A certificate is supplied asserting that the maximum sustainable Gini coefficient equals φ − 1, lies inside (0.617, 0.623), and carries the same J-cost value as φ. Recognition Science economists would cite it to bound inequality under zero-sigma conditions in the labour-capital ledger. The definition assembles three prior theorems that establish the golden-ratio identity, the numerical band, and the J-cost symmetry.

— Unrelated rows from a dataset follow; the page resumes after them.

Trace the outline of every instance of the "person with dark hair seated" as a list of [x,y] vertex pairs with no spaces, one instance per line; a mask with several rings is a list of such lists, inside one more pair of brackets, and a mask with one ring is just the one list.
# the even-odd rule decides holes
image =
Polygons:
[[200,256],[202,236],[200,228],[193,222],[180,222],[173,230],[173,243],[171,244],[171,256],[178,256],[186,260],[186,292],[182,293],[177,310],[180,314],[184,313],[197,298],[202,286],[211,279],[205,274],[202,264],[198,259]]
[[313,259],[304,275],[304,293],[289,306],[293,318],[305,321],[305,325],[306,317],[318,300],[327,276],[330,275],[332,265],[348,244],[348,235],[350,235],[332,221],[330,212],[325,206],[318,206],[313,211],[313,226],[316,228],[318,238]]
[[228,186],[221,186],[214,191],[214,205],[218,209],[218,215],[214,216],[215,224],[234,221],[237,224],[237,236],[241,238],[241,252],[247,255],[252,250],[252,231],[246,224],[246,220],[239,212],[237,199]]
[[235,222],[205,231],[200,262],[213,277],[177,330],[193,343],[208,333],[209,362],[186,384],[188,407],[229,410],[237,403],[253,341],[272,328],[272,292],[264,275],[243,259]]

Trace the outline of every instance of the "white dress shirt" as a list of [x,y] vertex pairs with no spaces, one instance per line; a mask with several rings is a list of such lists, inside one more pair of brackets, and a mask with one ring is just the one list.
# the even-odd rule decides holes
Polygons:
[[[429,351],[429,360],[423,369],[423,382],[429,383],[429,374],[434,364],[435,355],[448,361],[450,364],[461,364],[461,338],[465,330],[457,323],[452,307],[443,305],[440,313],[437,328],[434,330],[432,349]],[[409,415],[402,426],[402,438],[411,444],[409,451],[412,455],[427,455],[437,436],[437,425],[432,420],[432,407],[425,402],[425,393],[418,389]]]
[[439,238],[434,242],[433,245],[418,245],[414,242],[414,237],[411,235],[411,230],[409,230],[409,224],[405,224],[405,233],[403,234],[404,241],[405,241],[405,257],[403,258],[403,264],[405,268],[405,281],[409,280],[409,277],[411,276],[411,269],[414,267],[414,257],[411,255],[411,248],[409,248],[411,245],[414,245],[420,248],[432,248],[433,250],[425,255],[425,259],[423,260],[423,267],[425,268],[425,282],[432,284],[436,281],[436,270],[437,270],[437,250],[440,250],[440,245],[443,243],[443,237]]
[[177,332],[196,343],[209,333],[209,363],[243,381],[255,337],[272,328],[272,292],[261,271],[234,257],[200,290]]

Claim. Let $g$ denote the Gini ceiling. Then $g = φ - 1$, $0.617 < g < 0.623$, and $J(g) = J(φ)$, where $φ$ is the golden ratio satisfying $φ^2 = φ + 1$ and $J$ is the J-cost function.

background

In the Recognition Science treatment of economics the Gini ceiling is the maximum sustainable Gini coefficient under σ = 0 across the labour-capital ledger. The module states that this ceiling equals 1/φ, which equals φ − 1 by the golden-ratio identity φ² = φ + 1. The J-cost function satisfies J(1/φ) = J(φ) by symmetry at the boundary. Upstream results supply the three supporting facts: the identity theorem states “1/φ = φ − 1 (golden ratio identity: φ² = φ + 1 → φ − 1 = 1/φ)”; the band theorem states “Gini ceiling in (0.617, 0.622)”; and the symmetry theorem states “J(1/φ) = J(φ) (symmetry)”. The local setting is the F3 prediction that values above the ceiling trigger a σ-cascade while values below maintain stable recognition equilibrium.

proof idea

The definition is a one-line wrapper that directly supplies the three fields of the InequalityCeilingCert structure by referencing the theorems that prove the golden-ratio identity, the numerical band, and the J-cost symmetry.

why it matters

This certificate formalizes the Recognition Science prediction that the Gini coefficient cannot sustainably exceed 1/φ without triggering institutional collapse. It draws on the golden-ratio identity and J-cost symmetry proved in the same module. The result sits inside the economics module and supports broader claims about recognition equilibrium under zero-sigma conditions. No open questions or scaffolding are flagged in the supplied material.